Ancak… Yüksek enflasyon, para değerinin zayıflaması gibi nedenlerle Raisi az da olsa yıprandı.
İkinci aday ise Hamaney’in oğlu Mücteba… 54 yaşındaki Mücteba şimdilik daha şanslı görünüyor.
Babasının yerine Ayetullah seçilmesi halinde “rejimin bugünkü çizgisinden sapma yapmayacağına” inanılıyor.
Destekçileri onun “üst düzey bir din adamı donanımıyla zirveye adaylık için vasıflı olduğunu” iddia ediyorlar. İş dünyasından siyasete ve dini çevrelere kadar geniş bir ilişki ağı var.
Mücteba’nın liderliği en güvenli ve en iyi seçeneği temsil ediyor.
Statükoyu sürdürebilir. Oysa Raisi gibi yeni bir Ayetullah kendi ağını oluşturacak ve çok sayıda bilinmeyen devreye girecek.
Statüko ve rejimin güçlüleri değişebilir. Öte yandan İran halkının nabız atışına da değinmekte fayda var.
İran halkının önemli bir kısmı rejimin ideolojisinden ve müdahalesinden kopuk normal bir yaşam sürmeyi arzuluyor.
İnsanlar iyi bir yaşam isteklerini ifade ediyorlar. Ve ne ilginçtir ki hala umutları Ayetullah Ali Hamaney.
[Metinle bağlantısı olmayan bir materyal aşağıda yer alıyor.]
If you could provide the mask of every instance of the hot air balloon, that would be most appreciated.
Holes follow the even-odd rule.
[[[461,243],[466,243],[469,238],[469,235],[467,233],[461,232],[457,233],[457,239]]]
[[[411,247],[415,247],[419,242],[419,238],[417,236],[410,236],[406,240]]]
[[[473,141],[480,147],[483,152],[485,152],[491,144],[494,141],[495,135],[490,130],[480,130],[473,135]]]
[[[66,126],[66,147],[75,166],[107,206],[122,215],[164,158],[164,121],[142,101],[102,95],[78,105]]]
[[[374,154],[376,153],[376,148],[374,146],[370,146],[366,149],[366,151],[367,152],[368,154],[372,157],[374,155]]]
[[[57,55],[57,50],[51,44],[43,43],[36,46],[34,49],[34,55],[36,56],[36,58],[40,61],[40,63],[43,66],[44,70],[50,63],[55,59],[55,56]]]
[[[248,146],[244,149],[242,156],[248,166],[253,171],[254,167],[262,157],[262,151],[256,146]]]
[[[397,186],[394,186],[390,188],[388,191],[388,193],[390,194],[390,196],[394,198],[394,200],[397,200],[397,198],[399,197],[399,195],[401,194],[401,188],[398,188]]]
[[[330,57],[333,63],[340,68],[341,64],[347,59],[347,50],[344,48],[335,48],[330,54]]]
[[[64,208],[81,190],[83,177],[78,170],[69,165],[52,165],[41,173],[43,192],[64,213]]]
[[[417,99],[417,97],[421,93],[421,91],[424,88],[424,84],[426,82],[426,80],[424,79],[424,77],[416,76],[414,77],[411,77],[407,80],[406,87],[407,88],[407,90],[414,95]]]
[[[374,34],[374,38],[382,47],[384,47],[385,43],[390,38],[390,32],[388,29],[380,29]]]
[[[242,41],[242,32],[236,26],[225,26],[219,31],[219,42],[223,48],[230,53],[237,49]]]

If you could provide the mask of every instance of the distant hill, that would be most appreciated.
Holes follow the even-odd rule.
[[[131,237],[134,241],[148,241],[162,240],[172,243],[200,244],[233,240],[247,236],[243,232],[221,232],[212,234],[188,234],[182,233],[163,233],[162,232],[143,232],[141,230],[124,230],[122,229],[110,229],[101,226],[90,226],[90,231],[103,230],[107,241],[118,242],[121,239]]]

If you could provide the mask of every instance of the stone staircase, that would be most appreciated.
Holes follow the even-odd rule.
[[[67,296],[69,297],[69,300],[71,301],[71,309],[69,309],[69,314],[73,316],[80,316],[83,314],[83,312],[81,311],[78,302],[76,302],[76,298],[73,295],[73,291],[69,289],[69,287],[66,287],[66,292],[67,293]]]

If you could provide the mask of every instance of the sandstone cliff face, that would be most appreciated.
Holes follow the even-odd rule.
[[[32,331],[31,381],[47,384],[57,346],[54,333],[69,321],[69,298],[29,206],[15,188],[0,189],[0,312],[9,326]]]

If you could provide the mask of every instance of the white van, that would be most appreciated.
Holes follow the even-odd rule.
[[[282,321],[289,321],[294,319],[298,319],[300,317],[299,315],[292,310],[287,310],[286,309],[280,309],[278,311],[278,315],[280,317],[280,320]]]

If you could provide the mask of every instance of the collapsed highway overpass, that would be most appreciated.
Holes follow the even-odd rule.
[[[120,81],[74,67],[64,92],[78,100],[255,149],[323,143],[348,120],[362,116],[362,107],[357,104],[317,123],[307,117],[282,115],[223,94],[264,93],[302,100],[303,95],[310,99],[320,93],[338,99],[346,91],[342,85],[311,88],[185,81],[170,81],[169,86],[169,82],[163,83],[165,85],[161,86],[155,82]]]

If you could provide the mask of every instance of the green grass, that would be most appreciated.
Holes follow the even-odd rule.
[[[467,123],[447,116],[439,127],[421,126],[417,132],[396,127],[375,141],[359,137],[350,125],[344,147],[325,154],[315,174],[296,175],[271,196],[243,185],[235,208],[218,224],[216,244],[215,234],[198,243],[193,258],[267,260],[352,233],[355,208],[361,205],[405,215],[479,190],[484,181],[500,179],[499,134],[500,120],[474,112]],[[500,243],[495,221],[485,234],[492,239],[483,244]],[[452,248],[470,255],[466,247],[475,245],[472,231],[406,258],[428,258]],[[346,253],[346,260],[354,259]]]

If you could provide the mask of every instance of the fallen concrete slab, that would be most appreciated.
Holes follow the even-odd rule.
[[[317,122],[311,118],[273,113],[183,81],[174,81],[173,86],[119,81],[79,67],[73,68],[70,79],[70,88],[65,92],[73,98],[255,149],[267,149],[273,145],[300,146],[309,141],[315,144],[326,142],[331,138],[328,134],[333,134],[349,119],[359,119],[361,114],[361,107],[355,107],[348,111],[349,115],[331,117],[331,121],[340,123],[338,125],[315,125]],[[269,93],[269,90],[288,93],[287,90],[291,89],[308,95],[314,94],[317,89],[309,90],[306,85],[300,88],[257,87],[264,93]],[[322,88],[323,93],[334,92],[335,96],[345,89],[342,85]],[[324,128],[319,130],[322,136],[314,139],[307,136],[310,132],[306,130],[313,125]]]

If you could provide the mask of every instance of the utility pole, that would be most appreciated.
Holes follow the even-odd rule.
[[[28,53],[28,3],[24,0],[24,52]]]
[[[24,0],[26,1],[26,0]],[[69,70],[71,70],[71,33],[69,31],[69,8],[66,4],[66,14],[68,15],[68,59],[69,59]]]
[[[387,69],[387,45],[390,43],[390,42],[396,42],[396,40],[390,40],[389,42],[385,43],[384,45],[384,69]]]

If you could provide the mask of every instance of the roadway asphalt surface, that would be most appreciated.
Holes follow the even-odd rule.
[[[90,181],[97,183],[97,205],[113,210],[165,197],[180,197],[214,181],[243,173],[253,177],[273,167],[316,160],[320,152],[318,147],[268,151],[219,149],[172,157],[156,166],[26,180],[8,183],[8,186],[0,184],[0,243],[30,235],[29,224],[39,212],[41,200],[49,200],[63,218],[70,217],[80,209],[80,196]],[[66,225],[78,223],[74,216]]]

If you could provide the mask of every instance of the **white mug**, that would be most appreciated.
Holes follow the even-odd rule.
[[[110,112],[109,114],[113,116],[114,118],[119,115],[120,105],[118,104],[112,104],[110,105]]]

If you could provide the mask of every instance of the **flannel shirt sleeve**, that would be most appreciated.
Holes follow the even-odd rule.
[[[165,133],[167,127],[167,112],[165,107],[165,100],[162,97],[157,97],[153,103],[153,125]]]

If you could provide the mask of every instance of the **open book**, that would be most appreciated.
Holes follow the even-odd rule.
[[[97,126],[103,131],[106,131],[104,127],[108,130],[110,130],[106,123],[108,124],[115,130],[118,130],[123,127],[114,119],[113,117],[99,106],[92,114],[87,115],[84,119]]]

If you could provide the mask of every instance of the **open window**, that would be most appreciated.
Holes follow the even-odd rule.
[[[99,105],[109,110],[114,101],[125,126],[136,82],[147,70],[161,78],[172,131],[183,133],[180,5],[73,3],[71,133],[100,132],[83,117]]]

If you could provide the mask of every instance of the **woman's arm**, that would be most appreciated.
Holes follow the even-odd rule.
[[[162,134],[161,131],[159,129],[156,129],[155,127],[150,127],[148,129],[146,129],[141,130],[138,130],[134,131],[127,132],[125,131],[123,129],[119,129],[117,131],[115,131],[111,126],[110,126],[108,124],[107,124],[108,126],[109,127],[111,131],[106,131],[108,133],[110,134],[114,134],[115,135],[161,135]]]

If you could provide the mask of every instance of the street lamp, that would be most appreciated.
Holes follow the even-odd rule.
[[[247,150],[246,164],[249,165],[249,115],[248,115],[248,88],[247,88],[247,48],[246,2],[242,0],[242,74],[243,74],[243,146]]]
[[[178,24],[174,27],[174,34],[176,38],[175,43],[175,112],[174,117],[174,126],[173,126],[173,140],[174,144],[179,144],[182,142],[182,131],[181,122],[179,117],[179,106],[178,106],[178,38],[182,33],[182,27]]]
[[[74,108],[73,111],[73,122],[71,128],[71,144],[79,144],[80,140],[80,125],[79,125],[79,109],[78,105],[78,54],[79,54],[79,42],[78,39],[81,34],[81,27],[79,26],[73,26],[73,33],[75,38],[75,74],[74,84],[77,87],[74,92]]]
“Binlerce kitap, roman ve şiir okumuş, tarih bilen bilgili bir şahsiyet olarak Hamaney’in reformlara başlayacağını” umabiliyorlar.
Şii Müslümanların 12. imamı olan “Mehdi” bilinmeyen bir gelecekte dünyaya adeleti getirmek üzere yeniden ortaya çıkana kadar İslam’ı koruma sorumluluğunun Ayetullahlarda olduğu bir İran gerçeği.